We hypothesized that the response to T-cell directed stimulation could provide a means to mechanistically differentiate patients with COPD. Consistent with this hypothesis, patients with COPD, compared to control smokers, were characterized by a diminished functional cytokine response (lower TSS) to T-cell polyclonal activation (α-CD3/α-CD28). Furthermore, the ex-vivo cytokine response (TSS) correlated with severity (FEV1%) of COPD and associated with rapid decline of lung function (loss of FEV1) and COPD exacerbation. The responses were independent of smoking status or CD4+ T-cell number indicating in-vivo dysregulation of T cells as a disease-related phenomenon in COPD.

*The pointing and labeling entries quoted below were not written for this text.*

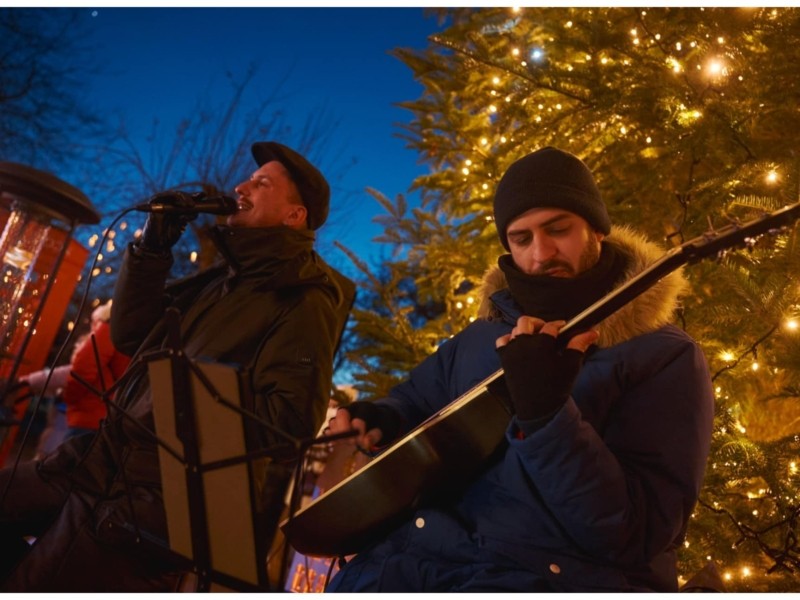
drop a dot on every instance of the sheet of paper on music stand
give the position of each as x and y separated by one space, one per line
220 435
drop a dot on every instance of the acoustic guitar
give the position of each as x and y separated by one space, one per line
447 450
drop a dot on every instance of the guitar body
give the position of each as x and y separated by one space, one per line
447 450
428 463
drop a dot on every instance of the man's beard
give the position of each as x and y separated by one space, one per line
588 259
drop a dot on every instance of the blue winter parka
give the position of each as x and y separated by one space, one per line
599 498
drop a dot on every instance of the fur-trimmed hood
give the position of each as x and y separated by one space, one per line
649 311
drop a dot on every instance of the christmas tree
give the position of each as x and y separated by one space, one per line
689 118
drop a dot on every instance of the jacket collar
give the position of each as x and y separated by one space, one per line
652 309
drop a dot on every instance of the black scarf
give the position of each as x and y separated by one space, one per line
559 298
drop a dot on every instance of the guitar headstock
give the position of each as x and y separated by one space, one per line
715 242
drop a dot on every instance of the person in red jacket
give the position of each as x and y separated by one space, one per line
90 374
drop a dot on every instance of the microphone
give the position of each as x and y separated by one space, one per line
189 204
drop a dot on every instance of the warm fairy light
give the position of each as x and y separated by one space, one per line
716 67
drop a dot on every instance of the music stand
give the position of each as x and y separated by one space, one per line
207 409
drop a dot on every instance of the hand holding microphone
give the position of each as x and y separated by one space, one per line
170 212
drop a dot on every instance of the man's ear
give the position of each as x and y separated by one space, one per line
297 216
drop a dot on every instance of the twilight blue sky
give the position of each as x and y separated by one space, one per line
157 62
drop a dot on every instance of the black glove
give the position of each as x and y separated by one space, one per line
162 230
539 377
376 416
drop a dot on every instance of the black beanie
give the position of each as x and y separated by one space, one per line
549 178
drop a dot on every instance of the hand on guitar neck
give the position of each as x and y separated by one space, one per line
376 425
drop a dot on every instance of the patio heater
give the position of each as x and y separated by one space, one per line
40 262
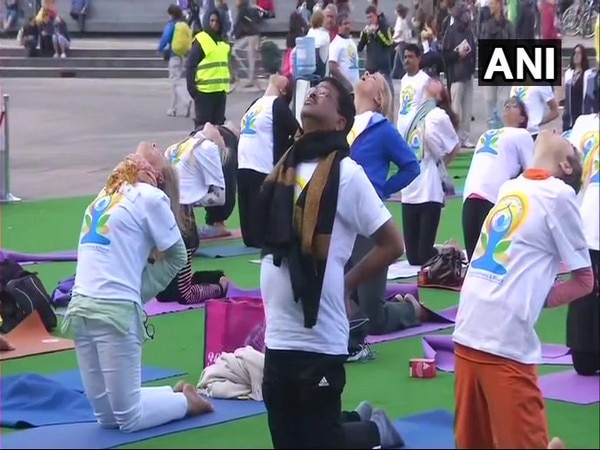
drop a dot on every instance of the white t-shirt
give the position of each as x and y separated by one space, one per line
585 137
198 165
536 100
344 52
440 140
534 226
499 156
117 235
255 147
411 97
359 211
322 41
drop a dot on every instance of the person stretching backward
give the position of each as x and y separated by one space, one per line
375 144
198 161
583 316
500 155
314 204
432 135
267 130
134 214
534 225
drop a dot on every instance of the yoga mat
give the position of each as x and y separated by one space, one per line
431 429
155 308
91 436
32 400
397 198
38 257
570 387
439 320
402 269
441 349
226 251
31 338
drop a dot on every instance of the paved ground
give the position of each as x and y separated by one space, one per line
67 134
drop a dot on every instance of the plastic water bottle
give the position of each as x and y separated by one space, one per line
305 62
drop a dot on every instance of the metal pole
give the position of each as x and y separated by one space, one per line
6 197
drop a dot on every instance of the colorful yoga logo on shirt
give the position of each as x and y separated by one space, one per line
353 56
591 157
488 142
176 152
95 228
414 142
407 100
520 92
248 127
504 220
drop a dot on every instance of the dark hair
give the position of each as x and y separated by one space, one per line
414 48
585 62
175 12
345 102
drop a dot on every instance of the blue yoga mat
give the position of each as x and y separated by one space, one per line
31 400
431 429
91 436
226 251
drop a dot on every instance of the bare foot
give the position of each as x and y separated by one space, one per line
197 405
556 443
179 386
224 283
5 345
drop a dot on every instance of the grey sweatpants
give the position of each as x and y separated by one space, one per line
384 317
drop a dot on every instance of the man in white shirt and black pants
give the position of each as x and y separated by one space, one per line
314 204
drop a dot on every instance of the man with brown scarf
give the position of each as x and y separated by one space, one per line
313 205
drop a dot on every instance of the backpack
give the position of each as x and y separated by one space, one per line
444 269
22 293
182 39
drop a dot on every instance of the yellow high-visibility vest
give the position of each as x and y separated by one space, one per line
212 74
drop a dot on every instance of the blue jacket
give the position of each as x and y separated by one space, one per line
379 145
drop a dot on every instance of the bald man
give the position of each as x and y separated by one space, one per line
534 226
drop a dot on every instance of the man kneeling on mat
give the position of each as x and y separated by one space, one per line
198 161
534 226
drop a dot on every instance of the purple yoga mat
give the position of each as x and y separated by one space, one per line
439 320
156 308
570 387
38 257
441 349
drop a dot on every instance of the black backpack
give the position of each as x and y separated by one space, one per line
22 293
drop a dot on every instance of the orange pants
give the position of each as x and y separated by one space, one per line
498 403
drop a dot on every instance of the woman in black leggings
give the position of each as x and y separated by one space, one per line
433 138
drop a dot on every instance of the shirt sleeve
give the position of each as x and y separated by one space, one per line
360 206
566 227
160 222
208 162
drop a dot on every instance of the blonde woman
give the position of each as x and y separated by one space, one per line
134 215
375 144
199 161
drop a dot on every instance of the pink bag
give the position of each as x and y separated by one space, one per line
233 323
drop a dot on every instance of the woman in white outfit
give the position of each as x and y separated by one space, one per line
133 217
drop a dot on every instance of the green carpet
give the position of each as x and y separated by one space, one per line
54 225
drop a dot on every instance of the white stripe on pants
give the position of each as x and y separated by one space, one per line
110 363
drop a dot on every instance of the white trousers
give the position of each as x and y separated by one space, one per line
110 363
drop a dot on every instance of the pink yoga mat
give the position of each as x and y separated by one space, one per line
440 320
570 387
441 349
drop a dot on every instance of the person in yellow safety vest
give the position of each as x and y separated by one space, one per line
208 76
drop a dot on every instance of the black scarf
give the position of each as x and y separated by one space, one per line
300 231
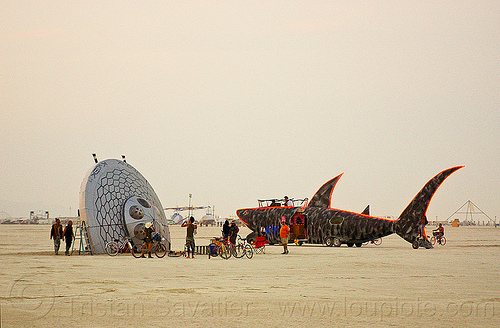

T cells can modulate the innate immune response and this adaptive modulation is necessary to temper early innate responses.44,45 In COPD, the ability to mount this adaptive response is impaired in in-vitro-differentiated CD4+ Th1 T cells.46 Our study does not examine adaptive cell regulation of innate immune responses. However, this may, in part, explain the diminished cytokine response to T-cell ex-vivo stimulation. Our experiments utilized global T-cell stimulus (α-CD3/α-CD28) and as such it cannot be determined whether CD4+ T cells, rather than CD8+ T cells, drive these aberrant cytokine responses. However, based on our observations of phenotypic and gene expression differences only in the CD4+ T-cell subset, it would be tempting to suggest that the diminished cytokine responses are at least partially attributed to CD4+ T cells. Overall, as suggested by our data, it is possible that altered T-cell responses may contribute to functional changes in the innate immune system and therefore modify early response to infectious agents.
In conclusion, our data suggests, that in patients with COPD, in-vivo activation of blood CD4+ T cells result in functional variation of immune responses that can provide biological segregation of COPD patients. Our study represents novel preliminary findings and provides impetus for follow-up studies in a larger independent validation cohort. Nonetheless, we demonstrate the utility of blood immune cell profiling and responses in biomarker discovery applications for COPD. An understanding of individual immune cell aberrations in COPD can lead to stratification of patients whose disease is directed by shared biology and therefore assist in the simplification of drug development in this heterogeneous disease population.
The authors thank Christina Schnell, Jennifer Underwood and the nurses of the Clinical Translational Research Center at National Jewish Health for patient recruitment, administering questionnaires and blood collections.
Declaration of Interest
M. Roberts declares an employee relationship with MedImmune. B. Higgs, P. Brohawn, F. Pilataxi, X. Guo, M. Kuziora, and W. White declare an employee relationship with MedImmune and ownership of AstraZeneca stock. R. Bowler declares no competing interests. The authors alone are responsible for the content and writing of the manuscript.